THE first major education related news item that caught my eye this year has been the recent announcement by the Kigali City Council (KCC) to inspect some ‘red category’ schools to see if they are in good condition.
The city council officials insist that these schools will not be allowed to reopen unless they get their act together as far as sanitation is concerned.
I wouldn’t want to give KCC too much credit for this is a job they are indeed paid to do. However the fact that some schools have been put under red shows that something is not right.
It is indeed very bad publicity for these schools to be in this category. How can they now attract new students with such a despicable reputation?
The fact that it is a new year really puts these schools in a tight situation making it difficult to attract new students.
Therefore one may question the timing of the inspections. However the question we need to be asking ourselves is how this scenario can be avoided.
What I think the city council needs to be doing is to regularly inspect schools and therefore prevent them from slipping to the red category which puts people’s lives at risk. Sanitation is a very important aspect that the KCC ought to take more seriously.
Instead of waiting a month to the day of school reopening, they should be doing this exercise more regularly and with strict follow up practices.
To get the best or better results, the KCC should pay surprise visits to a school and then thoroughly check the facilities of the school.
Small talk with some students can be crucial to reveal cases of cover ups by the school authorities. In case some things are found amiss, a meeting between the city council and the school authorities should be held.
KCC should clearly point out what it expects from the school and the repercussions of not meeting these conditions.
The two sides can then reach a compromise and set a timeline in which relevant changes will be undertaken by the school to meet the expected health and sanitation standards.
The KCC officials can later return to the school on the agreed date to see the progress of developments by the school.
This way we can effectively avoid the scenario where a school exists for more than five years without meeting the basic sanitary conditions that befit the place.
Regular checks can put the schools on pressure to not only put in place but also to maintain high standards of sanitation. Once the schools realise that KCC does regular check ups, they too will be compelled to institute regular maintenance and fumigation.
Another major problem that needs to be addressed is that of congestion in the schools. The fact that the number of schools keeps increasing should be reason enough for older schools to decongest.

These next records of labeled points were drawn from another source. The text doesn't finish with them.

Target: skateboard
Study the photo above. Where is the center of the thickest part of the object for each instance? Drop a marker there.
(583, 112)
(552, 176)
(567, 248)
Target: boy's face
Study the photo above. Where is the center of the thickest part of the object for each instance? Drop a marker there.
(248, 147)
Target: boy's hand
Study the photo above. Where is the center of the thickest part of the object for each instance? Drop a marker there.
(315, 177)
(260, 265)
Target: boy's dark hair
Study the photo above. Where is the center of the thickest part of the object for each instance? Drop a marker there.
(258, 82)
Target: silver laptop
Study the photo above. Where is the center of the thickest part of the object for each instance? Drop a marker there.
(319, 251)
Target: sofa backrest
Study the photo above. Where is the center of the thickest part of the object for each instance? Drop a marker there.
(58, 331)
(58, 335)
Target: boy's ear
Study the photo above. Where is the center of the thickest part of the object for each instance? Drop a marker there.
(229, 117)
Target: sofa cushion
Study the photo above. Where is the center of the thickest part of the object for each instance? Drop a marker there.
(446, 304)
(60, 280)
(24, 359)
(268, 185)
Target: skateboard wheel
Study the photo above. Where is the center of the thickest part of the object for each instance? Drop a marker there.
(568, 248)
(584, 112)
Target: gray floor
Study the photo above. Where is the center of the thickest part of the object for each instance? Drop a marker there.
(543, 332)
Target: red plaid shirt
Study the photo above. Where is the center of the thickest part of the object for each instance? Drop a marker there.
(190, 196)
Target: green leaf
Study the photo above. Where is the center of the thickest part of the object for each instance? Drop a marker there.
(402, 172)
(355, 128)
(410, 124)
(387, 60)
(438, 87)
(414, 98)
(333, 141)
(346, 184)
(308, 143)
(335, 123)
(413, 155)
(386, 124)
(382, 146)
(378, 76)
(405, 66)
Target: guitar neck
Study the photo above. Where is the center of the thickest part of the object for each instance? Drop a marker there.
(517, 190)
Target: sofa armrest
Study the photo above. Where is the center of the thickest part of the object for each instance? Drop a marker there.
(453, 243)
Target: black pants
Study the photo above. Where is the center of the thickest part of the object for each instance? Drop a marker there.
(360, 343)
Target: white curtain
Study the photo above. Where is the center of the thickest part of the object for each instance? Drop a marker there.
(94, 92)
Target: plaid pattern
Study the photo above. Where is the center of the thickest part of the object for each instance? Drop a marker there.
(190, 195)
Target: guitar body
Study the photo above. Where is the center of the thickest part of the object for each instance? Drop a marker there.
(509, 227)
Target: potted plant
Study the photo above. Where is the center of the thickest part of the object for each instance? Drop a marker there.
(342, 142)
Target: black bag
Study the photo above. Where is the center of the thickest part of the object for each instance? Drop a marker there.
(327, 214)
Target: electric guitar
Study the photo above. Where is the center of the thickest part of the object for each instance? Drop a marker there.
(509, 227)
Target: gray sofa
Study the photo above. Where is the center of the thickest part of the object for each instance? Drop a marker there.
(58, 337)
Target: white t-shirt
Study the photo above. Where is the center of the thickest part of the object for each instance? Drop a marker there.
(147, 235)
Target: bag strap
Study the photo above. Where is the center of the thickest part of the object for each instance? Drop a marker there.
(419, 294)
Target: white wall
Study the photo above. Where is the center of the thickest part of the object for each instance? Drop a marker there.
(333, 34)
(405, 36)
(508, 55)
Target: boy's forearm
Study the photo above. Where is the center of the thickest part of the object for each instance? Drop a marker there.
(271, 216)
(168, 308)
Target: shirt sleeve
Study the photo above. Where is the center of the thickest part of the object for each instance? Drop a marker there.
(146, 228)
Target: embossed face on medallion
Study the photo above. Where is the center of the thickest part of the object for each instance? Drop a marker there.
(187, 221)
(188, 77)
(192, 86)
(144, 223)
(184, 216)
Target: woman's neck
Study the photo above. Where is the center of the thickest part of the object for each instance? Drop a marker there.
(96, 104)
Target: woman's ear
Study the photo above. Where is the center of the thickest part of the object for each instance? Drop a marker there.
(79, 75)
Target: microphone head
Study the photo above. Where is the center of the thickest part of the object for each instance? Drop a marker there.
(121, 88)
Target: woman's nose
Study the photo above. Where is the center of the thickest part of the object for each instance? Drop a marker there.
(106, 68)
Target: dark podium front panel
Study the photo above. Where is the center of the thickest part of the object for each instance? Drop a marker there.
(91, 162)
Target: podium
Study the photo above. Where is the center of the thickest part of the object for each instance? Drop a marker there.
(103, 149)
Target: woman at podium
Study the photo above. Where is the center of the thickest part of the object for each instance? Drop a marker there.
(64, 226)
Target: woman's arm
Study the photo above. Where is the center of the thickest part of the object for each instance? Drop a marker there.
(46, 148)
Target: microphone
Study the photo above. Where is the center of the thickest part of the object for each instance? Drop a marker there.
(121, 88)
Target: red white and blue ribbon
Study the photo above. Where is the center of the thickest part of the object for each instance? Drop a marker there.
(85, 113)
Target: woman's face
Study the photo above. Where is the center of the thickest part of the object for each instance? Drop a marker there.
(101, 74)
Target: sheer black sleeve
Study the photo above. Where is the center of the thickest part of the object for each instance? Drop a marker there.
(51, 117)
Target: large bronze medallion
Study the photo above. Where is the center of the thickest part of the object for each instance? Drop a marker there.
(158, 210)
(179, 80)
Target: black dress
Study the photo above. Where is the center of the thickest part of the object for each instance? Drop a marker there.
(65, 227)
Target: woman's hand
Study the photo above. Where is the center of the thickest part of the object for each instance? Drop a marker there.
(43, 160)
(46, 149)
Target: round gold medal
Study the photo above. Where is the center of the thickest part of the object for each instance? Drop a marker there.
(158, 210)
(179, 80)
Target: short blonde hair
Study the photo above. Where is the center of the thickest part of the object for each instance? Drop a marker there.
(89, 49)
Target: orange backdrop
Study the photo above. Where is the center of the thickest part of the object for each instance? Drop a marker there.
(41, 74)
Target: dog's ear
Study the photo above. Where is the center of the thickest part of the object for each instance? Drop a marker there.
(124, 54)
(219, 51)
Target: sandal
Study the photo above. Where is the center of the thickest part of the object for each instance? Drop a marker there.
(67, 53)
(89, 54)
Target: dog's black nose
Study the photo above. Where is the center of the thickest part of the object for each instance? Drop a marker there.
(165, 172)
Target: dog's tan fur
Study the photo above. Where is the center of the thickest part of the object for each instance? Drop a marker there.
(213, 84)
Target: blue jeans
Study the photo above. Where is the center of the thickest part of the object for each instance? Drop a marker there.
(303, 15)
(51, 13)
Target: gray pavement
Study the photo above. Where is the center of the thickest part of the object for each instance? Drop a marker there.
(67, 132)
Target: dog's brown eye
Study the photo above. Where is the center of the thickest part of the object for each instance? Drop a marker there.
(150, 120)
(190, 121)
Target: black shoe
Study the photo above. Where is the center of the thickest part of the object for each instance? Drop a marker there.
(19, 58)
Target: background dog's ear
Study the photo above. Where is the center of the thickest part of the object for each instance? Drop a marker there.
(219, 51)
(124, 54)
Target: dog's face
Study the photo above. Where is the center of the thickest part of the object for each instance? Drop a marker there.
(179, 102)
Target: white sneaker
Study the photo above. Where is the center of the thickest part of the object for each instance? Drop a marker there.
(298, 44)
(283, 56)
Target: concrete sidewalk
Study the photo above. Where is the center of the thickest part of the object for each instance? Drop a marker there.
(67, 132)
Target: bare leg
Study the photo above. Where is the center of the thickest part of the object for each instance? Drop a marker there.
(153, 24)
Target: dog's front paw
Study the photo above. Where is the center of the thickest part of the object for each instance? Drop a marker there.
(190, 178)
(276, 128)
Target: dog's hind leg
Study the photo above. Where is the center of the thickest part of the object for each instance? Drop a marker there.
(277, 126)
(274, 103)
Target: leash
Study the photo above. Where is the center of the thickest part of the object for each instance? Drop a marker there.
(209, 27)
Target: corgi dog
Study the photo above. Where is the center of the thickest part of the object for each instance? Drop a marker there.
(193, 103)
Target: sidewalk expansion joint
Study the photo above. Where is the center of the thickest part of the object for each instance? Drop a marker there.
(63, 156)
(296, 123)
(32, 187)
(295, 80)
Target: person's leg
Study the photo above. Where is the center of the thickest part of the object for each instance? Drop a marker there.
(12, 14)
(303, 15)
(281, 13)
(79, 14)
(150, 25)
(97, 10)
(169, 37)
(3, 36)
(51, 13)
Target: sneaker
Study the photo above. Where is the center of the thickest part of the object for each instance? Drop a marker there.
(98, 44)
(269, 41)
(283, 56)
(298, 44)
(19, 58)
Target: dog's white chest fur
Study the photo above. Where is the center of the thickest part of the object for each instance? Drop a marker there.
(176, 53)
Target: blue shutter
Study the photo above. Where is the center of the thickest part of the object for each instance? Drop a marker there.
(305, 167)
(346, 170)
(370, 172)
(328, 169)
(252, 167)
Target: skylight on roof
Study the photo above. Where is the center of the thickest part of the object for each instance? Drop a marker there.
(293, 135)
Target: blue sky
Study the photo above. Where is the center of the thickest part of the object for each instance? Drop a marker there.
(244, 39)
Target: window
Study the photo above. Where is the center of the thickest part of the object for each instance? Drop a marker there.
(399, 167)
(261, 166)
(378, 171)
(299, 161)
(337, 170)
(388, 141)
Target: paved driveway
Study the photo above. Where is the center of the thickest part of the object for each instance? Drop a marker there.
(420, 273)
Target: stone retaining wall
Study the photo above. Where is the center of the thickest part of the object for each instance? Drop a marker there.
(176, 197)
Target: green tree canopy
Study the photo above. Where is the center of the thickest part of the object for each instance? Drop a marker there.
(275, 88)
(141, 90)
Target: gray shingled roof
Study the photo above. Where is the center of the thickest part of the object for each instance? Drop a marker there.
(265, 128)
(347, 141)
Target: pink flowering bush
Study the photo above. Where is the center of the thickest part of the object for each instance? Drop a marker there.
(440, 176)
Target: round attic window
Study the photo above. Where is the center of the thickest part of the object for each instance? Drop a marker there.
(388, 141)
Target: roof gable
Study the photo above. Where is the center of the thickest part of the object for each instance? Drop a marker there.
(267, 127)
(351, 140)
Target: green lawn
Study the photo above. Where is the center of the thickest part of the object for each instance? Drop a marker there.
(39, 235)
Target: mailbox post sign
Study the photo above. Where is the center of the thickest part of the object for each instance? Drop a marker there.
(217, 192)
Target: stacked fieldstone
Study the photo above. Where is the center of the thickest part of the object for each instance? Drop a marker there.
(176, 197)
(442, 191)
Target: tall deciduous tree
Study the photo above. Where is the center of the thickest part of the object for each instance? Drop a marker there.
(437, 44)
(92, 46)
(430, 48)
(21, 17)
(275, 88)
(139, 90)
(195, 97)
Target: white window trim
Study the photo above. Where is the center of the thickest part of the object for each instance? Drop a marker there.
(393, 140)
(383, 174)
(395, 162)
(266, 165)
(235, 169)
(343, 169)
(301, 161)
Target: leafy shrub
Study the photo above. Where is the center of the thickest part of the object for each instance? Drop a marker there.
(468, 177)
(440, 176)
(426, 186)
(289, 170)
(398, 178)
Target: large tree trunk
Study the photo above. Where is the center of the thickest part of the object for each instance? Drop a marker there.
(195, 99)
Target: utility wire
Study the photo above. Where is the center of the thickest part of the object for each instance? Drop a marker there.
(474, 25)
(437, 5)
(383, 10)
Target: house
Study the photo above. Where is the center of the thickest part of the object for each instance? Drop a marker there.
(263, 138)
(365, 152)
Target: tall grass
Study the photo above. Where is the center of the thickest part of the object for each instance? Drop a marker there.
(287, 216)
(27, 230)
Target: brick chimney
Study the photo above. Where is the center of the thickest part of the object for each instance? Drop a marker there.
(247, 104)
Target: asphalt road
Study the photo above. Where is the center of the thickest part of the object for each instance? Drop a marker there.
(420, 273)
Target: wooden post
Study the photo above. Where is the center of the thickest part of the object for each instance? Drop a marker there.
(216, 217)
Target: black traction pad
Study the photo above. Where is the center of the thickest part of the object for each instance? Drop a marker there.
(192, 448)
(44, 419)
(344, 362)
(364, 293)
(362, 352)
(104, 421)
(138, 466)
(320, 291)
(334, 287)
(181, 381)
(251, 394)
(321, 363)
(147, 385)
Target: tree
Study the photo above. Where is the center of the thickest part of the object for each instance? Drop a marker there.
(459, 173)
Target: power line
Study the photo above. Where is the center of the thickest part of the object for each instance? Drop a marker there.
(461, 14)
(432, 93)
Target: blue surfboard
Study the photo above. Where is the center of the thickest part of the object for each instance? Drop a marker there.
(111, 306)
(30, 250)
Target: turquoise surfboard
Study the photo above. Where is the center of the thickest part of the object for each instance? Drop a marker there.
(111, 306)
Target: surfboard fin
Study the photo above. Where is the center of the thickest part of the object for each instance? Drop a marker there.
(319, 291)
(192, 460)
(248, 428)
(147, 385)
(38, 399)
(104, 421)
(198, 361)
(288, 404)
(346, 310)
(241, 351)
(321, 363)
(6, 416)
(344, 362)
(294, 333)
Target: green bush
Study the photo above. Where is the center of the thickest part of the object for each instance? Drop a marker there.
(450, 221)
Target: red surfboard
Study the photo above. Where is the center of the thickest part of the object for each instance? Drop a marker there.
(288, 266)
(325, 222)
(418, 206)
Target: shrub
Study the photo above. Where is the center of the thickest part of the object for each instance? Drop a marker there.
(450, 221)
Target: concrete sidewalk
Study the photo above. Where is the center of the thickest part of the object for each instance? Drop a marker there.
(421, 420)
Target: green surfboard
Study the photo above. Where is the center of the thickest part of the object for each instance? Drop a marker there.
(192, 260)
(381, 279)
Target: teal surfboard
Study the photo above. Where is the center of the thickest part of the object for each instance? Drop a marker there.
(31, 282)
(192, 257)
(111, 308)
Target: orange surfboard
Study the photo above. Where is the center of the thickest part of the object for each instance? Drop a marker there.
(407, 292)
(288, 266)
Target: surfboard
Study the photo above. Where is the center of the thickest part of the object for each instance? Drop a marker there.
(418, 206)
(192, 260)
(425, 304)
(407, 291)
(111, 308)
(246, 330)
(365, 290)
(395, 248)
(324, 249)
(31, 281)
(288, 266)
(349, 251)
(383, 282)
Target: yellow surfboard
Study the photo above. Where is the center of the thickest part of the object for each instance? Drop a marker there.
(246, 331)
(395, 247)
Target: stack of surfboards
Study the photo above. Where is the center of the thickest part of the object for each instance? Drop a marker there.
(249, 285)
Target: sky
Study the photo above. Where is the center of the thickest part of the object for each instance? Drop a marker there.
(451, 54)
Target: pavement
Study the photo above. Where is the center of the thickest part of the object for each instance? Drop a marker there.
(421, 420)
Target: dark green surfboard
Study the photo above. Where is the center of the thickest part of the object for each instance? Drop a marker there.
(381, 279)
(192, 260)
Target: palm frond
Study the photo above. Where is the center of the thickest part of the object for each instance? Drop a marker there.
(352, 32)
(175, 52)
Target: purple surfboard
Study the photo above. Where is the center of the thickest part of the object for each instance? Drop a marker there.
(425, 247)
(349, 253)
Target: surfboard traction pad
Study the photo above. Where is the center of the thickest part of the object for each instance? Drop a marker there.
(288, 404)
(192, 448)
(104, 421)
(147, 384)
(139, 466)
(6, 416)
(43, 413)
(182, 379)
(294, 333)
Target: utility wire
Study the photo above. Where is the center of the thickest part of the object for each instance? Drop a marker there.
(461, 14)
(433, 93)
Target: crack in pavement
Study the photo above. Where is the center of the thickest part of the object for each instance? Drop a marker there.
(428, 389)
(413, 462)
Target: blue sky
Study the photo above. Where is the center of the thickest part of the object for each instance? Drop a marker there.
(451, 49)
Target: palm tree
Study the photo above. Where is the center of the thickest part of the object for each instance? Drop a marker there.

Some boarding schools have very huge numbers that strain the sanitation facilities.
You may find a school that meets all the sanitation requirements but then again the huge student population overwhelms these facilities. Not surprisingly, the same problem is faced on the academic front.
You have a school boasting of a computer room but the ratio of the machines to the students makes it simply a computer exhibition room!
The practice of having students sharing one bed ought to be gradually done away with. Although it was an understandable arrangement given high number of school going children, we should not close our eyes to the fact that it creates a suitable environment for the spread of communicable diseases.
Any teacher can testify to the way infections like cough and colds easily spread among the student population largely because the students sharing beds find themselves sharing the air and the germs in it.